Social engineering testing

All forms of social engineering concentrate on how human behaviour has an effect on the security of your orgnisation. Here we discuss the two main types, how they are performed and why they are useful.

Whiteboard in a meeting

Digital vs physical social engineering

Examples of physical social engineering could include: being let through reception without being greeted by a member of staff; or having someone hold open the back door for you as they go out to smoke. Once inside the attacker could install a rogue device onto the network ready for further attacks.

Digital social engineering tests could include performing a semi-targeted email phishing campaign where all members of staff are sent messages for them to click on a link; or a very targeted spear-phishing campaign where you build up a rapport with individuals and get them to open links to malicious web sites, or open malicious documents they have been emailed.

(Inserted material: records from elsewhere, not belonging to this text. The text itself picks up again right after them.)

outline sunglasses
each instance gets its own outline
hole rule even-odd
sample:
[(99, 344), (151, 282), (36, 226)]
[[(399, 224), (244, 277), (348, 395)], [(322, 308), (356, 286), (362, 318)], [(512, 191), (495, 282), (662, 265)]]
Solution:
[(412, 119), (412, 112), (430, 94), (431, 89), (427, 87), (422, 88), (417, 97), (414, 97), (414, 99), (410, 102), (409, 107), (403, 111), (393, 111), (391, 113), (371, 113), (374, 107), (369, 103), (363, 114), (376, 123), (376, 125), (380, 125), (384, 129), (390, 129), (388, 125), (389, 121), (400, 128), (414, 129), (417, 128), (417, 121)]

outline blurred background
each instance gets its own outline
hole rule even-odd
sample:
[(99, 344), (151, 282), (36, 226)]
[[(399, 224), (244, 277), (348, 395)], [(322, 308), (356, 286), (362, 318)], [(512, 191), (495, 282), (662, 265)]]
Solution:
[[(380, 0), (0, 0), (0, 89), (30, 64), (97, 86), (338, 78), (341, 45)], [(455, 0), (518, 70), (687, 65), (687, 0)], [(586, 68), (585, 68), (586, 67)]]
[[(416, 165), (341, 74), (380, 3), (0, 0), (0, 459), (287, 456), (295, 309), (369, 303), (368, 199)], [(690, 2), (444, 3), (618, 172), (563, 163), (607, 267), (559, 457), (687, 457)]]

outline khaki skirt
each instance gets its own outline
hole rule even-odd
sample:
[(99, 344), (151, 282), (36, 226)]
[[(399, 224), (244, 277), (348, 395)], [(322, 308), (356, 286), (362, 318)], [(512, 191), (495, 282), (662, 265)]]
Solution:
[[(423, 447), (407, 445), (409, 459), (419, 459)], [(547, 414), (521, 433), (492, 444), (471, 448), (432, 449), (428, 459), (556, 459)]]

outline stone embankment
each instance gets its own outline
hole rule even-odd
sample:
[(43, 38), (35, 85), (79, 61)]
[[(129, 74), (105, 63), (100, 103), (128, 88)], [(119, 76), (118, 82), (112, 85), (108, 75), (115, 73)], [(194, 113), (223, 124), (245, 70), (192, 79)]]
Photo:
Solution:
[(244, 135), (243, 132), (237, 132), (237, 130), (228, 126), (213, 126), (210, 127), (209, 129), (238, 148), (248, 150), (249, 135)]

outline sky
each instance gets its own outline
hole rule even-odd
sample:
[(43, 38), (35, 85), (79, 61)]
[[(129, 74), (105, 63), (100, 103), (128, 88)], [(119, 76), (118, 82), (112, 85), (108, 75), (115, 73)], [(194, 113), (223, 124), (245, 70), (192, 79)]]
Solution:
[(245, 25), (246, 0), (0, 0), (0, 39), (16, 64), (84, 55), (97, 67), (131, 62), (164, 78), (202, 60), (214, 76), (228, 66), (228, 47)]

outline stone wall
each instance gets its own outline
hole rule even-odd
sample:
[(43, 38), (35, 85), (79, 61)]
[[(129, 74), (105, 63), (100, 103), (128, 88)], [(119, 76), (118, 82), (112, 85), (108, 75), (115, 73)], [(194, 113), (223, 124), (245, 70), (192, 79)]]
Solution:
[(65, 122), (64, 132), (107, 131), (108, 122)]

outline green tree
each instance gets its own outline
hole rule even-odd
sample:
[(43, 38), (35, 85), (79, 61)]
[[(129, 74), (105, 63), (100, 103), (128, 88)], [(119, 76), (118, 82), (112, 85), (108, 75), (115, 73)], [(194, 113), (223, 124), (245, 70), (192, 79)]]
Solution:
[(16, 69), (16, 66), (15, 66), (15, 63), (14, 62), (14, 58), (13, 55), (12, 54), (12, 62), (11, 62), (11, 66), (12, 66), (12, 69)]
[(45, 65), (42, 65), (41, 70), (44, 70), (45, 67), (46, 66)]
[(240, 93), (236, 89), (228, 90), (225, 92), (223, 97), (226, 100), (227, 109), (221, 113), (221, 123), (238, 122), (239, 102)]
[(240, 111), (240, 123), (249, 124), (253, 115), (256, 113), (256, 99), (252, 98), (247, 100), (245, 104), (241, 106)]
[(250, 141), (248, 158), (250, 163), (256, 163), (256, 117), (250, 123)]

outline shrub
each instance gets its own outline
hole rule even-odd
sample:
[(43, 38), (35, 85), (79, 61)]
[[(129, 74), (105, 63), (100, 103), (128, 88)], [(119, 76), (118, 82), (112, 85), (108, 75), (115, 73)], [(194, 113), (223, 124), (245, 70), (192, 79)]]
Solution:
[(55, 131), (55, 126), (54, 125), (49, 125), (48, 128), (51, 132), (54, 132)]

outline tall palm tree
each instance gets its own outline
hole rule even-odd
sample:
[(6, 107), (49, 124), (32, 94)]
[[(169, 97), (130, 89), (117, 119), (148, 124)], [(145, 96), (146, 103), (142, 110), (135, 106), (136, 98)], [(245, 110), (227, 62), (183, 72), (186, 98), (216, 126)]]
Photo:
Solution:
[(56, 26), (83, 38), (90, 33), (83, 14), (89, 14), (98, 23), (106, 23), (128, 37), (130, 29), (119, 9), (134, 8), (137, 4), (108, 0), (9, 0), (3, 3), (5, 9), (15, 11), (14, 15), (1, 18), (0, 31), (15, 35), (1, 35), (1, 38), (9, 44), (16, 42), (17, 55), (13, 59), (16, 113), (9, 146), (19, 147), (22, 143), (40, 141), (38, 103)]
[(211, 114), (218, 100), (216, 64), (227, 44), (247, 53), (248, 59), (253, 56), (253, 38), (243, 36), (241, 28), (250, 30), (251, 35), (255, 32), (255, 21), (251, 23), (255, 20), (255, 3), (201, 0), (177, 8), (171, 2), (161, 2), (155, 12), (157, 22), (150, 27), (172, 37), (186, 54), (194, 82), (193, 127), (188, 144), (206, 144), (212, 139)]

The point of Social Engineering Tests

These two types of work are where the people at the organisation are put to the test. Instead of working out if there are technical vulnerabilities, we look at how well members of staff can cope with people trying to get them to agree to do things that they normally wouldn't. These are the moments where most attackers complete their initial attack. There are plenty of technologies out there that help prevent these attacks from being successful, but like most things in the cyber security world, this is an arms-race. The attackers create new tactics and techniques as soon as new technologys are deveoped by the defenders.

Cyber security experts refer to the "Assume breached" mentality because of the cyber security arms race. The goal is no longer simply to keep attackers out, but instead, it is to make it hard for the attackers to get in and even harder to stay undetected.